Updated July 31, 2020 8.5K votes 2.4K voters 204.7K views
Voting Rules
Vote up the scenes you're most grateful didn't make the final cut.
The worst deleted scenes in films are simultaneously the best because it shows that the filmmakers had enough awareness to recognize their mistake. Then again, some of these embarrassing scenes cut from sci-fi movies are so bad one has to wonder why they were ever even shot in the first place. Of course, deleted scenes exist in all genres, but science fiction relies on such careful nuance that scenes edited out of sci-fi films can easily save a great movie from becoming a terrible one.
Some of the greatest sci-fi films have, indeed, been saved by this foresight. Movies like Ghostbusters, Alien, and various Terminator installments have all been rescued at one point or another by someone realizing which scenes absolutely could and could not make it into the film.
Whether it be deleted scenes deemed too violent for the screen or odd filmmaking decisions, these omitted scenes changed their films forever. Here are deleted scenes from science fiction movies that would have left their films with a big black eye. Some spoilers are ahead – but only if you've been living under a rock for a decade or more.

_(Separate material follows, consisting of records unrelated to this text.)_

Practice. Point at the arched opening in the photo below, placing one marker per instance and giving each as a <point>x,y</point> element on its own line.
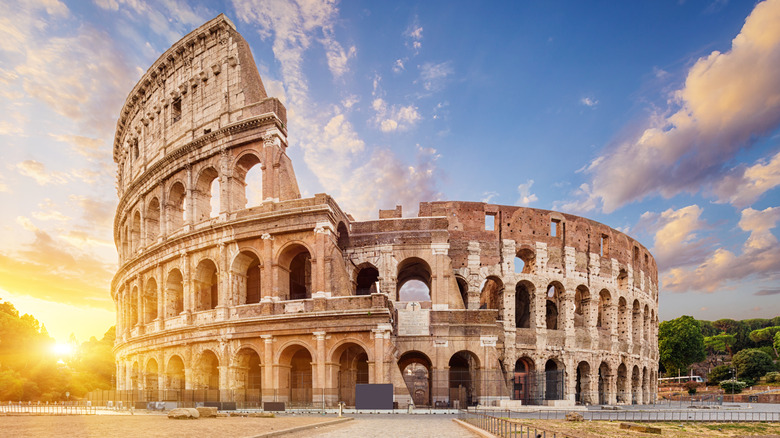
<point>604,376</point>
<point>207,375</point>
<point>636,322</point>
<point>605,301</point>
<point>416,370</point>
<point>523,293</point>
<point>246,270</point>
<point>522,381</point>
<point>463,288</point>
<point>152,221</point>
<point>248,175</point>
<point>525,261</point>
<point>414,280</point>
<point>623,320</point>
<point>343,234</point>
<point>133,306</point>
<point>463,378</point>
<point>299,379</point>
<point>174,294</point>
<point>581,306</point>
<point>175,374</point>
<point>206,285</point>
<point>150,379</point>
<point>622,384</point>
<point>248,377</point>
<point>366,280</point>
<point>552,305</point>
<point>353,370</point>
<point>554,378</point>
<point>175,208</point>
<point>582,389</point>
<point>490,295</point>
<point>150,301</point>
<point>135,232</point>
<point>207,195</point>
<point>636,386</point>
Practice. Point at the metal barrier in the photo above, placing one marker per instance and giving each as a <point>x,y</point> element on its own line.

Towards the end of Alien, there could have been a scene in which Lambert was frantically working in a room occupied by a xenomorph that she somehow failed to notice. She does finally notice it, however, when the alien (clearly a guy in a suit) crab-walks over to her and slowly rises to its full height in what's supposed to be a menacing fashion.

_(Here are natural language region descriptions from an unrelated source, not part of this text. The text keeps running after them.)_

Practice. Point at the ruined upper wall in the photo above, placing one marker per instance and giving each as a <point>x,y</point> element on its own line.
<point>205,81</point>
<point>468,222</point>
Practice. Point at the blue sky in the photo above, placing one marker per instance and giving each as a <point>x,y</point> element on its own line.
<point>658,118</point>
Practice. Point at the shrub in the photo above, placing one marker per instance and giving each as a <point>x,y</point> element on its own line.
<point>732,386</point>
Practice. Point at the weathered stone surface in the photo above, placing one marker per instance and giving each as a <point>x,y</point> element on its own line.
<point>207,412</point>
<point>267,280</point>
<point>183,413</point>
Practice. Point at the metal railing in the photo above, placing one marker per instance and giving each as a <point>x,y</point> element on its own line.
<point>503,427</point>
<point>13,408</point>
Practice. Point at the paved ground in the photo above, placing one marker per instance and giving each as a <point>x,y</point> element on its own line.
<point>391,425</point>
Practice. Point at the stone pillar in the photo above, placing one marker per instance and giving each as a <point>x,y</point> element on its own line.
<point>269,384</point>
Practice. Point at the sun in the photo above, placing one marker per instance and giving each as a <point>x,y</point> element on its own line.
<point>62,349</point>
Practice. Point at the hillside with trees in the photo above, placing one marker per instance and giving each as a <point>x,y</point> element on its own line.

It fails to achieve menacing, though and succeeds in looking supremely cheesy. Had this scene been in the film, it would have stripped all the terror from this beast Ridley Scott spent so much time making terrifying.
Blade was actually a pretty entertaining comic book movie, not least of all for its kick-ass action, including the epic final fight. The battle culminates with Blade defeating Frost by kicking a syringe full of deadly vampire poison into the guy's head. As the poison seeps into his body, he explodes.

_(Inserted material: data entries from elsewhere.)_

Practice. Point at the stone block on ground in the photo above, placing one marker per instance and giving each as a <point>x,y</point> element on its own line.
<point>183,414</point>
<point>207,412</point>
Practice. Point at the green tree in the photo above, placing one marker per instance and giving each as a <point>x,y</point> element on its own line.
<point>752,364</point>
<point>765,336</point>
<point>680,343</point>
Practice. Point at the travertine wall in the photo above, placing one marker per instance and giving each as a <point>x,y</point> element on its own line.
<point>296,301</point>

However, there was a deleted scene in which his death was a little more drawn out. The CGI in this scene was just awful, something they had avoided despite their relatively small budget up to that point. They made the right choice to leave it out.
This deleted alternate ending to Terminator 2: Judgment Day could have looked a lot like the dreaded 19 years later scene of Harry Potter – but would have been even worse as it would have deconstructed the logic the entire story. In the scene (which takes place in the future), an aged Sarah explains that John Connor fights a different kind of war as a Senator because the war with the machines never happened, avoided by their actions in the past.
There's just one problem: if the war never happened, John Connor wouldn't exist. Kyle Reese would never have come back to impregnate Sarah because nothing would have driven him to travel to the past. Good thing someone caught that before they included it in the film.
In the making of Ghostbusters, both Dan Aykroyd and Bill Murray each played two characters. In addition to their starring roles, there was a scene cut from the film in which they played two homeless guys babbling in the park as Rick Moranis ran by fleeing the terror dog.
This scene would have harmed the movie for a pretty obvious reason: there's no explanation for why two main characters would have homeless doppelgangers hanging out in the park. It's head-scratching that they ever considered putting this in the films, but fortunately, they didn't.
For some inexplicable reason, a deleted scene in Terminator 3 attempted to explain where the design for their Terminators originally came from. In this scene, we meet Chief Master Sergeant Candy, a Southern so-and-so with a distinguished military career despite being a total doof.
As Schwarzenegger mouths his lines with a hammy dubbing of this crazy accent, the movie immediately ceases to be a sci-fi thriller and becomes a wacky time-traveling adventure. It's a mercy that this scene was left out because it would have undermined the entire tone of the film simply to answer a question no one was asking.
The second Transformers movie had a pointless scene included solely for cheap laughs in which the protagonist's mom Julie wanders around the campus of Sam's new college, baked out of her mind after inadvertently eating some edibles. Such a scene actually made it in the film, which is bad enough, but there was even more footage from her confused ramblings that could have extended the already beleaguered montage.
The movie did not receive positive reviews in part for the inclusion of such meaningless scenes that do nothing to improve the film. At least Michael Bay realized what shouldn't be in the final cut, even if he was a little late to the editing process.